Hadits ke-4 عن أبي هريرة رضي الله عنه قال: قال رسول الله صلى الله عليه وسلم: من تعلم علما مما يبتغي به وجه الله عز وجل لا يتعلمه إلا ليصيبه به عَرَضا من الدنيا لم يجد عرف الجنة يوم القيامة يعني ريحها (روه أبو داود) Artinya: “Dari Abu Hurairah, ia berkata, Rasulullah saw bersabda: “Barangsiapa yang mempelajari ilmu pengetahuan yang seharusnya ditujukan untuk mencari ridha Allah Swt kemudian ia tidak mempelajari untuk mencari ridha Allah bahkan hanya untuk mendapatkan kedudukan/kekayaan duniawi, maka ia tidak akan mendapatkan baunya surga pada hari kiamat nanti.” (HR. Abu Daud)
Penjelasan hadits ke-4 Menuntut ilmu harus disertai sikap yang tulus dan ikhlas karena mengharap ridha Allah semata. Ilmu yang dituntut dengan cara seperti ini merupakan ilmu yang mendapat berkah dari Allah Swt. Sebaliknya orang yang menuntut ilmu hanya untuk mencari kedudukan dan materi (keduniaan), niscaya ia tidak memperoleh ridha dan berkah dari Allah. Hadits keempat ini menunjukkan bahwa karena ilmu itu milik Allah, maka sikap kita dalam mencarinya juga harus semata-mata mengharap ridha-Nya. Jika ilmu dicari dengan penuh keikhlasan, niscaya penuntutnya akan selalu mengamalkannya dalam keseharian.

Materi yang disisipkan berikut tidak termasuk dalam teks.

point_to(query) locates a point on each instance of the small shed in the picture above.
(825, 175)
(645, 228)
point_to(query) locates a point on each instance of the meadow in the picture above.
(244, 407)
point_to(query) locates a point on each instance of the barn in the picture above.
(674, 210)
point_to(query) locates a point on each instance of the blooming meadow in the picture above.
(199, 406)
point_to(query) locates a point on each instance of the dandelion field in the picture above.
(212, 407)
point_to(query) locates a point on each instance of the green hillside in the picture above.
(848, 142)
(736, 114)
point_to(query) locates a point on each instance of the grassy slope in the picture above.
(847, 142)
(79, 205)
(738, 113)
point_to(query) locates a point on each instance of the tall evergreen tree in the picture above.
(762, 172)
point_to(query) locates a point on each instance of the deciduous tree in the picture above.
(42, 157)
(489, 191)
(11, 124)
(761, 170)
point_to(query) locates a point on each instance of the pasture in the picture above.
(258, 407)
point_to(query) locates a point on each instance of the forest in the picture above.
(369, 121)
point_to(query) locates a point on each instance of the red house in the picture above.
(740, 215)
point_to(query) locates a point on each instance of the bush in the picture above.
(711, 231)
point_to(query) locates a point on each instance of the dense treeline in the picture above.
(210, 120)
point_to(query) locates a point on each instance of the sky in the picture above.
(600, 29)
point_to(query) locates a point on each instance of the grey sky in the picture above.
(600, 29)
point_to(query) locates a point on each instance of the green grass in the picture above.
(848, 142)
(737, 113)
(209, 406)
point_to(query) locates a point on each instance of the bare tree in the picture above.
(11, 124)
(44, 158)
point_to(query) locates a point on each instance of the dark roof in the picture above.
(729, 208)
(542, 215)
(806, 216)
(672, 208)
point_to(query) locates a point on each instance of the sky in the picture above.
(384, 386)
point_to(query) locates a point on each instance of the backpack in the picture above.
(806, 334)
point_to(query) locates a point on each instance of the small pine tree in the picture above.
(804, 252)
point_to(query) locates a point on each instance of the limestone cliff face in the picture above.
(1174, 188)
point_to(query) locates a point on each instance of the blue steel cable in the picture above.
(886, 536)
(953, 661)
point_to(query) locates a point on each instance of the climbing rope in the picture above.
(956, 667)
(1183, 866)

Ilmu dan amal merupakan satu kesatuan, orang berilmu seharusnya juga bermal baik. Karena itu, Nabi menyatakan: “Sebaik-baik kamu adalah orang yang mau mempelajari al-Qur’an dan mengamalkannya.” (HR. Utsman)
Lanjutan… Ilmu adalah bekal berharga bagi setiap Muslim dalam hidupnya. Karena itu, iri hati terhadap orang berilmu yang mengamalkan ilmu tidak dilarang (bahkan dianjurkan) oleh hadits Nabi yang lain. قال رسول الله صلى الله عليه وسلم: لا حسد إلا في اثنتين: رجل أتاه الله مالا فسلطه على هلكته في الحق، ورجل أتاه الله الحكمة فهو يقضي بها ويعلمها (رواه البخاري ومسلم) Rasulullah saw bersabda: “Tidak (boleh) ada hasud/iri hati kecuali terhadap dua golongan, yaitu: orang yang diberikan oleh Allah harta, kemudian harta itu digunakan untuk membela kebenaran; dan orang yang diberi hikmah/ilmu pengetahuan lalu mengamalkan dan mengajarkannya kepada orang lain (HR. al-Bukhari dan Muslim)
Nilai-nilai Edukatif Al-Qur’an merupakan bacaan paling sempurna dan mulia. Karena itu, mempelajari dan mengamalkannya memiliki nilai yang sangat penting bagi kehidupan Muslim. Al-Qur’an juga merupakan sumber ilmu pengetahuan. Pendidikan Islam harus mampu menumbuhkan dalam diri peserta didik untuk mencintai ilmu pengetahuan sekaligus ulamanya, sebab ilmu itu akan tiada atau dicabut bersamaan dengan diwafatkannya para ulama. Agar ilmu tidak punah, maka kaderisasi dalam dunia keilmuan dan pendidikan sangat penting, sehingga tidak terjadi krisis ilmu dan ulama Ilmu juga harus senantiasa dikembangkan dan diamalkan, agar memberi manfaat bagi orang banyak, dan pada gilirannya kualitas hidup umat manusia meningkat. Karena itu, dalam menuntut ilmu dan mengamalkannya, Muslim harus bersikap tulus, ikhlas, rendah hati, dan semata-mata mengharap ridha Allah Swt., bukan untuk mengejar keuntungan duniawi.